En retraçant la genèse de la naissance du délit de l’acte de gestion dans la législation algérienne, Brahimi a rappelé que la notion de «mauvaise gestion» a été introduite dans le Code pénal en 1975, puis abrogée en 1990, avant qu’elle ne soit rétablie aujourd’hui, a-t-il affirmé, pour, semble-t-il, exprimer la nature «volatile» de cette loi. Interrogé à proposer une solution, Brahimi répond sans ambiguïté: «Qu’on arrête d’amuser la galerie avec les commissions. Il y a deux à trois textes à revoir dans la présente loi», a-t-il assuré, précisant qu’il s’agit de l’article 29 de la loi 06-01 à réformer et les articles 26 et 119-bis à supprimer.
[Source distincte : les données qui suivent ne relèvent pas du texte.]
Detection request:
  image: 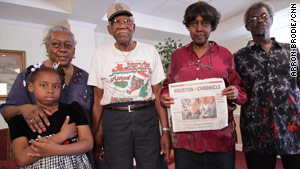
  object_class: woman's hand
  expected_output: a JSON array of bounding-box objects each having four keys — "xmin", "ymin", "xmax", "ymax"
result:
[
  {"xmin": 161, "ymin": 93, "xmax": 174, "ymax": 108},
  {"xmin": 21, "ymin": 104, "xmax": 52, "ymax": 134},
  {"xmin": 222, "ymin": 86, "xmax": 238, "ymax": 100}
]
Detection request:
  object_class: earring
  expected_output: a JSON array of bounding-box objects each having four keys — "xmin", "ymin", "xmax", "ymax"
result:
[
  {"xmin": 46, "ymin": 53, "xmax": 49, "ymax": 57},
  {"xmin": 72, "ymin": 56, "xmax": 75, "ymax": 59}
]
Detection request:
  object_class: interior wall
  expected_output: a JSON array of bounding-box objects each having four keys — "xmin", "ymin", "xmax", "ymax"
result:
[{"xmin": 0, "ymin": 22, "xmax": 48, "ymax": 67}]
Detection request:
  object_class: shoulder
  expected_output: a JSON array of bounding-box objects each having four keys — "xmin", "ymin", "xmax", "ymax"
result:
[
  {"xmin": 8, "ymin": 115, "xmax": 24, "ymax": 124},
  {"xmin": 211, "ymin": 42, "xmax": 233, "ymax": 58},
  {"xmin": 59, "ymin": 101, "xmax": 81, "ymax": 108},
  {"xmin": 59, "ymin": 102, "xmax": 83, "ymax": 115},
  {"xmin": 136, "ymin": 41, "xmax": 157, "ymax": 51},
  {"xmin": 72, "ymin": 65, "xmax": 92, "ymax": 86},
  {"xmin": 276, "ymin": 41, "xmax": 291, "ymax": 50},
  {"xmin": 8, "ymin": 115, "xmax": 26, "ymax": 131},
  {"xmin": 94, "ymin": 43, "xmax": 115, "ymax": 57},
  {"xmin": 73, "ymin": 65, "xmax": 87, "ymax": 73},
  {"xmin": 17, "ymin": 67, "xmax": 29, "ymax": 80},
  {"xmin": 96, "ymin": 43, "xmax": 114, "ymax": 50},
  {"xmin": 233, "ymin": 46, "xmax": 250, "ymax": 58},
  {"xmin": 73, "ymin": 65, "xmax": 88, "ymax": 76},
  {"xmin": 137, "ymin": 41, "xmax": 150, "ymax": 47},
  {"xmin": 172, "ymin": 43, "xmax": 190, "ymax": 55},
  {"xmin": 215, "ymin": 43, "xmax": 232, "ymax": 55}
]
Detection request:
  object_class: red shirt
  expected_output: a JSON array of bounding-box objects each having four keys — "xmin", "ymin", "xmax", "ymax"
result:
[{"xmin": 161, "ymin": 41, "xmax": 246, "ymax": 153}]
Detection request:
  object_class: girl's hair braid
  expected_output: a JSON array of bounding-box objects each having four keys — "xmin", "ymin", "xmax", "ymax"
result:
[{"xmin": 23, "ymin": 64, "xmax": 65, "ymax": 87}]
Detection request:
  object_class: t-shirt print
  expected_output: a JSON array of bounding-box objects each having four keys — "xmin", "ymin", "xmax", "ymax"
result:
[{"xmin": 109, "ymin": 60, "xmax": 153, "ymax": 103}]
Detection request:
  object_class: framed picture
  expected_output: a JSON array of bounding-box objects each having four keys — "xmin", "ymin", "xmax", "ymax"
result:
[{"xmin": 0, "ymin": 49, "xmax": 26, "ymax": 100}]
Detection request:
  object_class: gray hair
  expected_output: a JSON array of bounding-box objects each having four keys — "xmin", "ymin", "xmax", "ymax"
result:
[
  {"xmin": 244, "ymin": 1, "xmax": 274, "ymax": 25},
  {"xmin": 43, "ymin": 26, "xmax": 76, "ymax": 45}
]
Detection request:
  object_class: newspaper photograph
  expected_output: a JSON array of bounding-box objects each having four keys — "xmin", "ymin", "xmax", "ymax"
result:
[{"xmin": 169, "ymin": 78, "xmax": 228, "ymax": 132}]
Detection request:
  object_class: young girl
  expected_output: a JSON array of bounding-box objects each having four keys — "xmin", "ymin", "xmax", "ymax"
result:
[{"xmin": 8, "ymin": 64, "xmax": 93, "ymax": 168}]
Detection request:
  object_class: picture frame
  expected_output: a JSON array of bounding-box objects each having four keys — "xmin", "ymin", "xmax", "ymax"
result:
[{"xmin": 0, "ymin": 49, "xmax": 26, "ymax": 100}]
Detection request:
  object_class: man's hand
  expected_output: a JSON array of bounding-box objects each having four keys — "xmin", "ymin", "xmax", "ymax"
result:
[
  {"xmin": 160, "ymin": 131, "xmax": 171, "ymax": 162},
  {"xmin": 93, "ymin": 126, "xmax": 104, "ymax": 161},
  {"xmin": 21, "ymin": 104, "xmax": 52, "ymax": 133}
]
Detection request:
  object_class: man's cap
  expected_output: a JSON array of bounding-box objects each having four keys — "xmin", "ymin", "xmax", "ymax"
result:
[{"xmin": 107, "ymin": 2, "xmax": 133, "ymax": 21}]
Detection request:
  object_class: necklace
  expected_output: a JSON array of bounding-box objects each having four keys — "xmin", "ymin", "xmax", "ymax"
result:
[
  {"xmin": 122, "ymin": 51, "xmax": 131, "ymax": 62},
  {"xmin": 190, "ymin": 42, "xmax": 212, "ymax": 69}
]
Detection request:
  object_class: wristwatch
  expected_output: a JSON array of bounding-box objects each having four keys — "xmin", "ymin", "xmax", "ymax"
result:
[{"xmin": 162, "ymin": 127, "xmax": 171, "ymax": 131}]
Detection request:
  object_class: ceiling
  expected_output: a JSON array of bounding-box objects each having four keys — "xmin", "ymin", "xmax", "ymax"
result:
[{"xmin": 0, "ymin": 0, "xmax": 298, "ymax": 45}]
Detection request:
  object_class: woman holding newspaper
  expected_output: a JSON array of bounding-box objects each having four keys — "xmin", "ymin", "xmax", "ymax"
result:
[{"xmin": 160, "ymin": 2, "xmax": 246, "ymax": 169}]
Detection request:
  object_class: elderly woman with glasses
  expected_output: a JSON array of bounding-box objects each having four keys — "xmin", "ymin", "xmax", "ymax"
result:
[
  {"xmin": 0, "ymin": 26, "xmax": 95, "ymax": 168},
  {"xmin": 160, "ymin": 2, "xmax": 246, "ymax": 169}
]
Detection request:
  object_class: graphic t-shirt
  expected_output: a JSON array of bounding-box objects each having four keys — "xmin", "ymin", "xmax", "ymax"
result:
[{"xmin": 88, "ymin": 42, "xmax": 165, "ymax": 105}]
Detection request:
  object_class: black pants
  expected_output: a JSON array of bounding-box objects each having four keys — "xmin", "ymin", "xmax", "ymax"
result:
[
  {"xmin": 174, "ymin": 148, "xmax": 235, "ymax": 169},
  {"xmin": 245, "ymin": 152, "xmax": 300, "ymax": 169},
  {"xmin": 102, "ymin": 103, "xmax": 168, "ymax": 169}
]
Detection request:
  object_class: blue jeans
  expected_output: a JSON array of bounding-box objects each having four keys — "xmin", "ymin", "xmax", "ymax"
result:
[{"xmin": 174, "ymin": 148, "xmax": 235, "ymax": 169}]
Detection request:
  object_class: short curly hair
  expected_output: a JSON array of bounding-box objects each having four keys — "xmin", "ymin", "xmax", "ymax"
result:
[
  {"xmin": 43, "ymin": 26, "xmax": 76, "ymax": 45},
  {"xmin": 183, "ymin": 1, "xmax": 221, "ymax": 31},
  {"xmin": 244, "ymin": 2, "xmax": 274, "ymax": 26}
]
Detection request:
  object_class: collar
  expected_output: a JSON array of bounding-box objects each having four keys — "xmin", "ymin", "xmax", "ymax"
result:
[
  {"xmin": 185, "ymin": 41, "xmax": 219, "ymax": 52},
  {"xmin": 246, "ymin": 37, "xmax": 282, "ymax": 49}
]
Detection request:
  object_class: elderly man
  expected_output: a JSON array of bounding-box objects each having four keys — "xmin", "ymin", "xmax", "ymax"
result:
[
  {"xmin": 234, "ymin": 2, "xmax": 300, "ymax": 169},
  {"xmin": 88, "ymin": 2, "xmax": 170, "ymax": 169}
]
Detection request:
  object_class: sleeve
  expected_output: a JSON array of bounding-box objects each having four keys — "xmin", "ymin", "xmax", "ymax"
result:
[
  {"xmin": 225, "ymin": 49, "xmax": 246, "ymax": 105},
  {"xmin": 150, "ymin": 46, "xmax": 166, "ymax": 85},
  {"xmin": 0, "ymin": 70, "xmax": 34, "ymax": 117},
  {"xmin": 233, "ymin": 50, "xmax": 242, "ymax": 79},
  {"xmin": 161, "ymin": 49, "xmax": 178, "ymax": 96},
  {"xmin": 8, "ymin": 115, "xmax": 28, "ymax": 141},
  {"xmin": 87, "ymin": 49, "xmax": 104, "ymax": 89},
  {"xmin": 68, "ymin": 102, "xmax": 89, "ymax": 126}
]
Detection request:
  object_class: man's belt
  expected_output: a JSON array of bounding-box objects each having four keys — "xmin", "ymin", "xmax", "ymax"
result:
[{"xmin": 104, "ymin": 101, "xmax": 155, "ymax": 112}]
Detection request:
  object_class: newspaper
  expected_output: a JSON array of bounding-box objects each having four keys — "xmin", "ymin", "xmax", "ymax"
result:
[{"xmin": 169, "ymin": 78, "xmax": 228, "ymax": 132}]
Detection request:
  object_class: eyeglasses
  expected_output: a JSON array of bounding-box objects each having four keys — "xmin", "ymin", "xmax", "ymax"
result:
[
  {"xmin": 189, "ymin": 21, "xmax": 211, "ymax": 28},
  {"xmin": 248, "ymin": 13, "xmax": 270, "ymax": 23},
  {"xmin": 50, "ymin": 41, "xmax": 74, "ymax": 49},
  {"xmin": 190, "ymin": 43, "xmax": 212, "ymax": 69},
  {"xmin": 111, "ymin": 19, "xmax": 134, "ymax": 27}
]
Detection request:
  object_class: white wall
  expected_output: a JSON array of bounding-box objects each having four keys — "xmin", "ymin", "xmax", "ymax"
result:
[
  {"xmin": 0, "ymin": 21, "xmax": 48, "ymax": 67},
  {"xmin": 68, "ymin": 20, "xmax": 97, "ymax": 72}
]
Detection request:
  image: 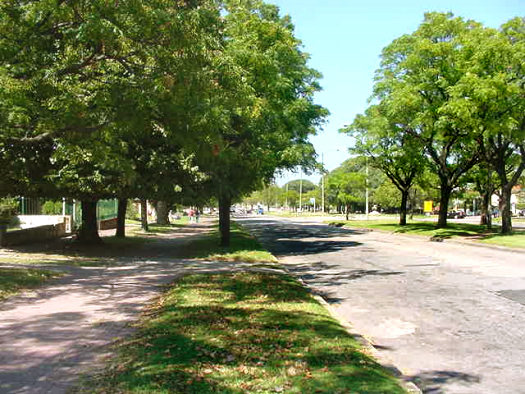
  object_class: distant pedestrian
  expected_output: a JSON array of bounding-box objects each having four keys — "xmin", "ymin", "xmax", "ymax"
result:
[
  {"xmin": 195, "ymin": 208, "xmax": 200, "ymax": 223},
  {"xmin": 188, "ymin": 208, "xmax": 195, "ymax": 223}
]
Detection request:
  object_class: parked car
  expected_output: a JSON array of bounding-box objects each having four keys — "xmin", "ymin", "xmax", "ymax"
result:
[{"xmin": 447, "ymin": 210, "xmax": 466, "ymax": 219}]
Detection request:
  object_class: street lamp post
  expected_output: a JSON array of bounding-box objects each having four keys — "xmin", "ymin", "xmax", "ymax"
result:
[
  {"xmin": 321, "ymin": 153, "xmax": 325, "ymax": 214},
  {"xmin": 299, "ymin": 168, "xmax": 303, "ymax": 213},
  {"xmin": 365, "ymin": 157, "xmax": 369, "ymax": 220},
  {"xmin": 285, "ymin": 183, "xmax": 289, "ymax": 211}
]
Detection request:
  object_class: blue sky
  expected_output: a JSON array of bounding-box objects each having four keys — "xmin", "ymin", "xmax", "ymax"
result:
[{"xmin": 272, "ymin": 0, "xmax": 524, "ymax": 185}]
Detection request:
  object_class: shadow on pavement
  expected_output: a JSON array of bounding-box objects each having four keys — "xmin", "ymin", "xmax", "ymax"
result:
[
  {"xmin": 291, "ymin": 261, "xmax": 403, "ymax": 284},
  {"xmin": 269, "ymin": 239, "xmax": 362, "ymax": 256},
  {"xmin": 240, "ymin": 218, "xmax": 366, "ymax": 239},
  {"xmin": 239, "ymin": 218, "xmax": 365, "ymax": 257},
  {"xmin": 408, "ymin": 370, "xmax": 481, "ymax": 393}
]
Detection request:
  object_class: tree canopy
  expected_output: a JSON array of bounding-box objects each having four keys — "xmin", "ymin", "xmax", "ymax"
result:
[{"xmin": 0, "ymin": 0, "xmax": 327, "ymax": 244}]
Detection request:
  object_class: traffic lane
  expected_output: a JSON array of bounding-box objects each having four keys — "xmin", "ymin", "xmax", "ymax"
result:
[{"xmin": 238, "ymin": 216, "xmax": 525, "ymax": 394}]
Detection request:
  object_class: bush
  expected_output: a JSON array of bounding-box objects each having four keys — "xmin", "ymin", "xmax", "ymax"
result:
[
  {"xmin": 42, "ymin": 200, "xmax": 63, "ymax": 215},
  {"xmin": 126, "ymin": 200, "xmax": 140, "ymax": 220},
  {"xmin": 0, "ymin": 198, "xmax": 19, "ymax": 226}
]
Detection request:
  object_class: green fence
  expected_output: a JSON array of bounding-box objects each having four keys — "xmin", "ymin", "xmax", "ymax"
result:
[
  {"xmin": 17, "ymin": 198, "xmax": 118, "ymax": 229},
  {"xmin": 96, "ymin": 199, "xmax": 118, "ymax": 221}
]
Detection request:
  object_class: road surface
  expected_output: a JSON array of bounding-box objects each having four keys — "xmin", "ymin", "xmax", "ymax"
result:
[{"xmin": 240, "ymin": 215, "xmax": 525, "ymax": 394}]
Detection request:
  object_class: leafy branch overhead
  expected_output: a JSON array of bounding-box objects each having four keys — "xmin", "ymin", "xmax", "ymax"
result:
[{"xmin": 0, "ymin": 0, "xmax": 327, "ymax": 245}]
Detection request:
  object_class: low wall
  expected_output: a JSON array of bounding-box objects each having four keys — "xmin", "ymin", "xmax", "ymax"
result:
[
  {"xmin": 1, "ymin": 222, "xmax": 66, "ymax": 247},
  {"xmin": 19, "ymin": 215, "xmax": 72, "ymax": 233},
  {"xmin": 99, "ymin": 218, "xmax": 117, "ymax": 230}
]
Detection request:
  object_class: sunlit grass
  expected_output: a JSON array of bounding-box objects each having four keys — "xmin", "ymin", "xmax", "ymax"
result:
[
  {"xmin": 183, "ymin": 222, "xmax": 277, "ymax": 264},
  {"xmin": 327, "ymin": 219, "xmax": 525, "ymax": 248},
  {"xmin": 479, "ymin": 232, "xmax": 525, "ymax": 249},
  {"xmin": 0, "ymin": 268, "xmax": 63, "ymax": 300},
  {"xmin": 328, "ymin": 219, "xmax": 492, "ymax": 237},
  {"xmin": 87, "ymin": 273, "xmax": 405, "ymax": 393}
]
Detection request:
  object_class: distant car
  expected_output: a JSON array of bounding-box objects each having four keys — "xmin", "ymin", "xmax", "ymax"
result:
[
  {"xmin": 257, "ymin": 207, "xmax": 264, "ymax": 215},
  {"xmin": 447, "ymin": 211, "xmax": 466, "ymax": 219}
]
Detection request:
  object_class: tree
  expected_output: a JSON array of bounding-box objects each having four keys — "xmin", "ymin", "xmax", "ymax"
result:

En évoquant la question de la corruption, et comme pour qualifier son étendue, Miloud Brahimi a ressassé les fameuses citations qui lui sont siennes. «J’ai dit que la corruption est un sport national en Algérie» et d’ajouter -pour qualifier le rang élevé de responsabilité qu’elle a fini par toucher- est «un sport national d’élites». L’avocat de Souheil El-Hachemi a tenu à préciser qu’il ne protège pas les corrompus et la corruption, et que le phénomène n’est pas le propre de l’Algérie, mais de celui de l’Homme. Me Brahimi a considéré que l’arsenal juridique inhérent à la lutte contre la corruption est tellement difficile à lire que des personnes innocentes ont été condamnées à la prison. «Qu’on soit très sévère avec les corrupteurs et les corrompus, et qu’on s’arrête à cela», a-t-il préconisé.